Dagster – a Distributed Hybrid SAT Solver

Dagster is a C++ implementation of a parallel decision procedure to solve Boolean SAT(isfiability) problems.

Dagster reads a SAT problem represented as a DIMACS CNF file and a decomposition of it into distinct subproblems with separate subsets of clauses for each part. The solutions to one subproblem serve as constraints for the next subproblem, constraining the order of execution. Once there is a chain of solutions for all subproblems, the original problem is solved.

The subproblems for a given CNF are specified by a Directed Acyclic Graph (DAG) file. The DAG file specifies each subproblem as a list of clause indices; it also specifies the dependencies between subproblems as a list of variables that are passed from one subproblem to the next.

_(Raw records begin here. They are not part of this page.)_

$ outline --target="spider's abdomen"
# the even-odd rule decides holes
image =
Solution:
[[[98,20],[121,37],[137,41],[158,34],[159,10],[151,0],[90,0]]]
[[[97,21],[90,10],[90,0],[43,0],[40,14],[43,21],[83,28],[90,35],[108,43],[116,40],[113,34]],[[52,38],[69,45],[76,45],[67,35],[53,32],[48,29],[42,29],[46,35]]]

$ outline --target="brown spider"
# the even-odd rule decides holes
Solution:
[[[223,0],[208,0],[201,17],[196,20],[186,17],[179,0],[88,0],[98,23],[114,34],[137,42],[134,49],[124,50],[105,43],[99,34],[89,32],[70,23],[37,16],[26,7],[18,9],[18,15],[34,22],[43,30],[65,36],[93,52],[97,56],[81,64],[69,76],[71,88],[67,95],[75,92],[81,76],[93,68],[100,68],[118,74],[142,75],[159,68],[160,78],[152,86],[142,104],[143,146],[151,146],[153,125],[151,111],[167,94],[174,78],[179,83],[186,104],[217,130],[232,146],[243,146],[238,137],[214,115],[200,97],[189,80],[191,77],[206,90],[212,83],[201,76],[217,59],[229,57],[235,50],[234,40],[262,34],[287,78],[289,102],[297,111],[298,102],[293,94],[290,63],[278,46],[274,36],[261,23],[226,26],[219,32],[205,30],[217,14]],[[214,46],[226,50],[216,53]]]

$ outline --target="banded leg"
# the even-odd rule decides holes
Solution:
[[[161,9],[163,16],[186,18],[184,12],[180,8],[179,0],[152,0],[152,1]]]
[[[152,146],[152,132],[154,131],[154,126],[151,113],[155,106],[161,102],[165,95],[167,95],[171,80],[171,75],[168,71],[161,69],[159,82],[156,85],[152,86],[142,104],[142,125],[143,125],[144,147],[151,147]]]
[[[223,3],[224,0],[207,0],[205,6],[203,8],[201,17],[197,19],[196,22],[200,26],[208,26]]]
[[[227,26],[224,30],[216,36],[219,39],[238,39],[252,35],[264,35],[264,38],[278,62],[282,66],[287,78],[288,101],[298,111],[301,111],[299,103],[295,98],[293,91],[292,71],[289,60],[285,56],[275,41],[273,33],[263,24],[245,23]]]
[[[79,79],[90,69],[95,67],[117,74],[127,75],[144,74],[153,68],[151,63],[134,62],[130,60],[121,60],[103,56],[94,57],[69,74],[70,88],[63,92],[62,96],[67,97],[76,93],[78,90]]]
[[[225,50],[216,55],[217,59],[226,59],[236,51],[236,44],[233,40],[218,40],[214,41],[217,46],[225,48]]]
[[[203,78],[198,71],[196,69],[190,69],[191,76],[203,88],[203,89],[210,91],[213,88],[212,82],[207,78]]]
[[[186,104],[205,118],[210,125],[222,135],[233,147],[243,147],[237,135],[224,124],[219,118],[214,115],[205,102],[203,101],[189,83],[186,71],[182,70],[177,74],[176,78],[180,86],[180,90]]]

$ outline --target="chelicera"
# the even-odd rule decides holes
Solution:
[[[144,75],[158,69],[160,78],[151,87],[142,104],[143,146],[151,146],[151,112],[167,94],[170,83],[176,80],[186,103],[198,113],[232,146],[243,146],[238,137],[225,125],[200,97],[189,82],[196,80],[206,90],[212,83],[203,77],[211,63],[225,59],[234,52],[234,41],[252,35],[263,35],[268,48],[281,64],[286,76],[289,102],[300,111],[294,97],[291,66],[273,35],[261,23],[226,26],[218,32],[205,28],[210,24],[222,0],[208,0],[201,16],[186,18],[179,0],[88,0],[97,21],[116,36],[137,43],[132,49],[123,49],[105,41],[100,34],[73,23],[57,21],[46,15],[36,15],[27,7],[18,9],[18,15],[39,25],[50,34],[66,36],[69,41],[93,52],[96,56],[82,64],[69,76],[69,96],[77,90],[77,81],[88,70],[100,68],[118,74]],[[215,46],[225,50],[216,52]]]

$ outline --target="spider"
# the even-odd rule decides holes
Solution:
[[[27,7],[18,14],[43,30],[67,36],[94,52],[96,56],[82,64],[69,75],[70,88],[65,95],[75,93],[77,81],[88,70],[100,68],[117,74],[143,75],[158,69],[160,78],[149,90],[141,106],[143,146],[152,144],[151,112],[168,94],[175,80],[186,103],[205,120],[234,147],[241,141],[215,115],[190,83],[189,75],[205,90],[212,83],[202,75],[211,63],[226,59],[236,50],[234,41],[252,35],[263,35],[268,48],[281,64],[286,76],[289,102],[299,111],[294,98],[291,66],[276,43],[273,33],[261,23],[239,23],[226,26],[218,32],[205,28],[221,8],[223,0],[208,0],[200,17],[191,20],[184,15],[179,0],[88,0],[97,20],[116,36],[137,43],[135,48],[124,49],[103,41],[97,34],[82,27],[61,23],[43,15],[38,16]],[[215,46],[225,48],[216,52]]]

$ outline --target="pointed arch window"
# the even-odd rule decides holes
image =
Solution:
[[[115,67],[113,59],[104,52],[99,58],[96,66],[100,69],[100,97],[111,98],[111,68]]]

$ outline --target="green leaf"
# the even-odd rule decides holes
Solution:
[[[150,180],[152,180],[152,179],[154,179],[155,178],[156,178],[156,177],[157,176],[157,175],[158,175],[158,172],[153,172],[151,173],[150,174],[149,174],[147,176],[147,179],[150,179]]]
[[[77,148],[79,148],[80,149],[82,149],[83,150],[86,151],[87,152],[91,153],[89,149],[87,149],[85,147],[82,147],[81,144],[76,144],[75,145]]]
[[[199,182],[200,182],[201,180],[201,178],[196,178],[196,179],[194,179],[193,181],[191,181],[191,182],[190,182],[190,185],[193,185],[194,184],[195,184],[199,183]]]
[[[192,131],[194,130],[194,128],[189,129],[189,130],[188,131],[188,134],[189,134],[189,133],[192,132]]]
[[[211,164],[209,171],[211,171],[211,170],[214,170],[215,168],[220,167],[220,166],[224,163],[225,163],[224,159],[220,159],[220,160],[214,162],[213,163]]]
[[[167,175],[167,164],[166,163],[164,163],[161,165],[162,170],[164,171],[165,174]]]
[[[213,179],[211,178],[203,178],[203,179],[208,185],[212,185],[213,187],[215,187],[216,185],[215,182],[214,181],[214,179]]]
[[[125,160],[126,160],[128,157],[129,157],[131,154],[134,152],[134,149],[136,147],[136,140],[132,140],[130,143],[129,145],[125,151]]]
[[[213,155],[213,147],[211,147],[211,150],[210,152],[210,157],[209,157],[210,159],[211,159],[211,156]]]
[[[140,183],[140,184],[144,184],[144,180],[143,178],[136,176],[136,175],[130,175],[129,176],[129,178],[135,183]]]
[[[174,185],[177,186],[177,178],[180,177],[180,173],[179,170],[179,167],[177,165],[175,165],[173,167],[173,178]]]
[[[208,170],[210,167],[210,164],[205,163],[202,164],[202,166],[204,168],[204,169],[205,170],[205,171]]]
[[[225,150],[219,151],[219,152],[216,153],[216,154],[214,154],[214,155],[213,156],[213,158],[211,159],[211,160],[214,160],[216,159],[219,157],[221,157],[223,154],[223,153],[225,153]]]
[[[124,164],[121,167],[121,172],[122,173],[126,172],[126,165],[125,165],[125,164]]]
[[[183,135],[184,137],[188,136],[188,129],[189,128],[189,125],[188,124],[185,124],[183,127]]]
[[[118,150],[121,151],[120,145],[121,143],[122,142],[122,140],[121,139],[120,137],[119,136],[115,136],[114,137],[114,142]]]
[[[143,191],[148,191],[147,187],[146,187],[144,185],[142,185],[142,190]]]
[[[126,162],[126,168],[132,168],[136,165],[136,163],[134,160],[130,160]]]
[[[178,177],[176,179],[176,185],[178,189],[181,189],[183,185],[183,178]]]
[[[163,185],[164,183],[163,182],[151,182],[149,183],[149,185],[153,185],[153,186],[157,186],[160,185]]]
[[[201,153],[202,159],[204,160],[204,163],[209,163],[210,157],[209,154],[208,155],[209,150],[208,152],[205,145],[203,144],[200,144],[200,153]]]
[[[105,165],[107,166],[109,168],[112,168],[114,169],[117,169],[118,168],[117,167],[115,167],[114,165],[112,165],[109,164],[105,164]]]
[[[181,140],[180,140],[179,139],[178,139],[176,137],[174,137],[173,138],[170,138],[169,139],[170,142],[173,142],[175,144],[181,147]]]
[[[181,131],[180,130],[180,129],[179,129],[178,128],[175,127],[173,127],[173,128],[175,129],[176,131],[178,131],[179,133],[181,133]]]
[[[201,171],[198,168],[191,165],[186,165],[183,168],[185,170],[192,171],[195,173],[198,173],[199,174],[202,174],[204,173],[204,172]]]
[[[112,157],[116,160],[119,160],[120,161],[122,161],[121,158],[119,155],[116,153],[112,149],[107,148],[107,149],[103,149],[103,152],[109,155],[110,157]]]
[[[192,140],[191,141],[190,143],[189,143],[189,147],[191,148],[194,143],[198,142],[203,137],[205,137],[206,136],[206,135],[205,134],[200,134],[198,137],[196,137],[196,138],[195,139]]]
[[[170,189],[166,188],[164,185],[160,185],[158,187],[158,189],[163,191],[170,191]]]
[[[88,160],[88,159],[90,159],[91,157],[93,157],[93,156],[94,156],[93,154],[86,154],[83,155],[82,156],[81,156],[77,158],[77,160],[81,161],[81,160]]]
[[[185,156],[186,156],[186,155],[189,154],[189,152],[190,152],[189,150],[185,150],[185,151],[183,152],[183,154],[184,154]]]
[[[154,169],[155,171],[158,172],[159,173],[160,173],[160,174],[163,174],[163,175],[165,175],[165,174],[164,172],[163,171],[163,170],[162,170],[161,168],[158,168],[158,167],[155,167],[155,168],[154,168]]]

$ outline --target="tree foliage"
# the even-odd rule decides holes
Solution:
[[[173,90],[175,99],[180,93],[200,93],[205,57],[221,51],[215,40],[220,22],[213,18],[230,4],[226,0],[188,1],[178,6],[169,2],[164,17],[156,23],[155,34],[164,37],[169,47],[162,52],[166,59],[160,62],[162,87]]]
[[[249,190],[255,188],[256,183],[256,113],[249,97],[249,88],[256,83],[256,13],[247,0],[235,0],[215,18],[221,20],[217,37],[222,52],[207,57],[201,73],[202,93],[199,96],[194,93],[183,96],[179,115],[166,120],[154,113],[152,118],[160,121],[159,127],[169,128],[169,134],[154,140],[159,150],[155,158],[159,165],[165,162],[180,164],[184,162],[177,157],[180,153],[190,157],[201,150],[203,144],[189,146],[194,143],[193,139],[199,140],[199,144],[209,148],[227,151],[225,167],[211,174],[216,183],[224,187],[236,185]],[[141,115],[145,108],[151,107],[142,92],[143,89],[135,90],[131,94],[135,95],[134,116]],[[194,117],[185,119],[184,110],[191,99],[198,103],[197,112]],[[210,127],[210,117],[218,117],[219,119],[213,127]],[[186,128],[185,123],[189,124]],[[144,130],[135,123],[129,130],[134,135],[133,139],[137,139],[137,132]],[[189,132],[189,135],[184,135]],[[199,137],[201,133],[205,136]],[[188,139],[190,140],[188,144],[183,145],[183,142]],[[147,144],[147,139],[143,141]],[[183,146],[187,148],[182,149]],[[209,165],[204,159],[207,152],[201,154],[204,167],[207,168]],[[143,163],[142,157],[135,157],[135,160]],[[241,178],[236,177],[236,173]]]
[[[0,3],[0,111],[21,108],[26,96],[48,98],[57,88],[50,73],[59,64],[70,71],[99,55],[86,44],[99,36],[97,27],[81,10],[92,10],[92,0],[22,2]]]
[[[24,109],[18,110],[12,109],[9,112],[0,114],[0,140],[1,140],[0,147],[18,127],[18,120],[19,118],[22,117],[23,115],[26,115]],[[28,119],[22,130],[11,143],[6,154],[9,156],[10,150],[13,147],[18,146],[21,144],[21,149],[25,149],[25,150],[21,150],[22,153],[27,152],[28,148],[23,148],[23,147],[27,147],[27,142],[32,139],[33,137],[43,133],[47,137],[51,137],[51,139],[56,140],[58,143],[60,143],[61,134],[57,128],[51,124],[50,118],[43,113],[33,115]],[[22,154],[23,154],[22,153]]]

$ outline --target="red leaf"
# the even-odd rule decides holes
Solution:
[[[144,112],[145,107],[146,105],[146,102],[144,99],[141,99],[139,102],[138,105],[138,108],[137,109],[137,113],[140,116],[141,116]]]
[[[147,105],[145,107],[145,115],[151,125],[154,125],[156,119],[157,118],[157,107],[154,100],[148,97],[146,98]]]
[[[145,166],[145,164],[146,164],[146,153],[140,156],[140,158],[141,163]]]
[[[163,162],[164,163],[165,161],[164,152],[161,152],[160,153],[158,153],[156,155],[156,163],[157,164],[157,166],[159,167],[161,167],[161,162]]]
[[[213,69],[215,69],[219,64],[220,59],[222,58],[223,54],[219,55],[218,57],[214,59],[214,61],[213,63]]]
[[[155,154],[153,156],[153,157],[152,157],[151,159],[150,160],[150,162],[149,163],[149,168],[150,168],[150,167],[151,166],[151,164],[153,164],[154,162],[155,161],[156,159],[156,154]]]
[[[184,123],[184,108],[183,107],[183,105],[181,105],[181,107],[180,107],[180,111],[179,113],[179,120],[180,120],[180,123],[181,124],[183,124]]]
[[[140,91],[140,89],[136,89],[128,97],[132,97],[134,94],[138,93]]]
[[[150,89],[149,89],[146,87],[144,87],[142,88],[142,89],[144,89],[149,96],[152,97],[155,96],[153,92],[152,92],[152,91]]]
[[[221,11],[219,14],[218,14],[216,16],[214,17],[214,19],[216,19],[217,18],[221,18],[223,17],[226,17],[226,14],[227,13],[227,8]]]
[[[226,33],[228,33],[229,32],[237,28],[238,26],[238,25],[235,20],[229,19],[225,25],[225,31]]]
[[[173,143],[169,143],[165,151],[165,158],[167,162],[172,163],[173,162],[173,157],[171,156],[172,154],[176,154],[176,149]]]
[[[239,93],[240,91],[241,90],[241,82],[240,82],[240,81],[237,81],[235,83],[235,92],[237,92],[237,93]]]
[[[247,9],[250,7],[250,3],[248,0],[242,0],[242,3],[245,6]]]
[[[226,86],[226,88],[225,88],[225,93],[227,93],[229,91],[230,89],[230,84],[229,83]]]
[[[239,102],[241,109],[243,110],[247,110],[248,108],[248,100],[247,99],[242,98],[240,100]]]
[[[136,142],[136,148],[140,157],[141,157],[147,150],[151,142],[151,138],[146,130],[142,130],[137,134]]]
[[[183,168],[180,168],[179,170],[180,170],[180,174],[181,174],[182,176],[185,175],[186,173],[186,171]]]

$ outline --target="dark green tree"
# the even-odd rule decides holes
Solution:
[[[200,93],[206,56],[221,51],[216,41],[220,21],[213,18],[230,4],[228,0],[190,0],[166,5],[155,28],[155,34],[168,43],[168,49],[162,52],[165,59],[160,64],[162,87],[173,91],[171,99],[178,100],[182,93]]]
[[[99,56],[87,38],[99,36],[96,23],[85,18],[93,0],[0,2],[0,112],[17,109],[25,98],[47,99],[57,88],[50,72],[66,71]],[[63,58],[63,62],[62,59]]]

Subproblems are solved in parallel by solving units, which communicate using message passing (MPI). A solving unit is composed of a number of processes that cooperate to solve a subproblem. Currently, Dagster supports different configurations for these solving units, depending on its ‘mode’ parameter:

  • mode 0: each solving unit consists of a single process running a CDCL (conflict-driven clause learning) SAT solving procedure;
  • mode 1: each solving unit consists of a CDCL procedure assisted by one or more stochastic local search (SLS) processes;
  • mode 2: each solving unit consists of a CDCL process, one or more SLS processes, and a separate CDCL procedure for clause minimization.

Dependencies:

The following packages are required for the full compilation of Dagster:

Using Docker

This project can be run using Docker, as follows:

docker run -it --mount src=`pwd`,target=/home/appuser,type=bind milthorpe/async-neighbours

Building Docker Image

docker build --no-cache -t milthorpe/async-neighbours .

Build

cd dagster && make

Example Invocation

At a minimum, Dagster requires a DIMACS-formatted CNF file containing a SAT problem and a DAG file specifying its decomposition.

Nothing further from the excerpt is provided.